The conference also discussed how the various ethnic media outlets could “broaden their scope” and implement strategies to enhance their presence in the country.
“This is important because most of the ethnic media’s coverage is localised,” said Khin Maung Shwe.
About 150 people, including journalists from 35 different media outlets, civil society groups, opposition parties and government officials, including the Mon state Chief Minister Ohn Myint, participated in the conference.
For some of the attendees, the conference provided them with the opportunity to visit the country after decades in exile.
Network Media Group’s director Aung Moe Myint said he had fears of being arrested upon arrival at Rangoon airport after 25 years of exile. Instead he found himself dining with government officials during the conference, which still left him somewhat nervous.
Despite the optimistic atmosphere, attendees voiced their concerns about anticipated difficulties that are bound to arise in Burma’s still nascent media sector.
“People say it’s booming but the advertising revenue is not so big, and distribution is an issue,” said Myint Kyaw from the Myanmar Journalist Network and Interim Press Council, who noted that many people in the country are still unable to afford newspapers.
According to Myint Kyaw, state mouthpieces The New Light of Myanmar and the Mirror, which were the only legal dailies allowed to print until earlier this month, still have “all the advertising”.
Furthermore, the government has yet to develop any initiatives that would support the development of independent ethnic media, according to Myint Kyaw.
“I put in 500,000 Kyats. Everyone involved puts in the same amount. It keeps going, but we lose money every issue,” said Min Latt, an editor for the Mon state-based Than Lwin Times.
“But we still have enough to keep running for three or four issues.”
Min Latt says he uses his own camera, computer and pays the internet bill out of pocket to help keep the 32-page (four which of are in the Mon language) bimonthly journal afloat.
Since founding the Than Lwin Times, the editor says that Mon businessmen are eager to invest in the journal, but he remains cautious and wants to make sure that the “news is never overshadowed by business interests”.
State-sponsored media need to restrain their content so they don’t make their sponsors unhappy, but if you’re independent “you can keep your dignity”, says Min Latt.
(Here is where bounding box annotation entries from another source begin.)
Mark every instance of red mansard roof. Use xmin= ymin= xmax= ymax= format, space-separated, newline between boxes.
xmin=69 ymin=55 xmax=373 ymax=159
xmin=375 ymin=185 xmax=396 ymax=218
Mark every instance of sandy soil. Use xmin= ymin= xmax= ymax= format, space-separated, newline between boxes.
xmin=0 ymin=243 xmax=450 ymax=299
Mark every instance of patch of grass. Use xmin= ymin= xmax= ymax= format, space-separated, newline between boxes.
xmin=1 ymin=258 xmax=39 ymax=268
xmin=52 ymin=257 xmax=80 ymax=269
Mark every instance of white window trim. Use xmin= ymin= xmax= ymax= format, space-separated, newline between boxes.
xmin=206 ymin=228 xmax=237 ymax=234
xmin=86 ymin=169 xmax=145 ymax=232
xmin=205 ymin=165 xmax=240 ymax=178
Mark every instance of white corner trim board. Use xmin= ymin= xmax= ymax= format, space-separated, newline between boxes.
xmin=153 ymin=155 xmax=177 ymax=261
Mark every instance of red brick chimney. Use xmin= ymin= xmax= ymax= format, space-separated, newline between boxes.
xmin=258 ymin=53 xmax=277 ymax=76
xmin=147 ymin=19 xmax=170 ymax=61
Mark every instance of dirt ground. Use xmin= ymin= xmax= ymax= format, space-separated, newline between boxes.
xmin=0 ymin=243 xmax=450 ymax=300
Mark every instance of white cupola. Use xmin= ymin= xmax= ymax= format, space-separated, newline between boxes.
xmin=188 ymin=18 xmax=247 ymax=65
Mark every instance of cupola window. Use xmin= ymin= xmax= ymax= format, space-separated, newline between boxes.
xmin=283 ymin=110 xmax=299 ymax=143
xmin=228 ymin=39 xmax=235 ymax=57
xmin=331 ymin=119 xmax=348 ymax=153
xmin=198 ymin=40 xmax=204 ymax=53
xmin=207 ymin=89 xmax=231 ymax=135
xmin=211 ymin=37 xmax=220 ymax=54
During the conference, state officials unveiled the government’s new plans to promote ethnic-based news coverage.
The Ministry of Information’s deputy minister Aung Nai Oo said state broadcaster MRTV is in the process of hiring and training production teams that are tasked with creating content in ethnic languages and expanding coverage in Burma’s seven ethnic states.
However, some attendees remain sceptical of the government’s ability to provide objective coverage of ethnic issues.
“They are trying to transform their programming content, but we will have to wait and see if they will really become public service media as they say,” said Myint Kyaw.
According to conference attendees, after the deputy minister delivered his presentations, he did not stay to listen to the other speakers.
Following the military coup in 1962, private papers were prevented from being published in ethnic languages; however the government has continued to broadcast propaganda in ethnic languages.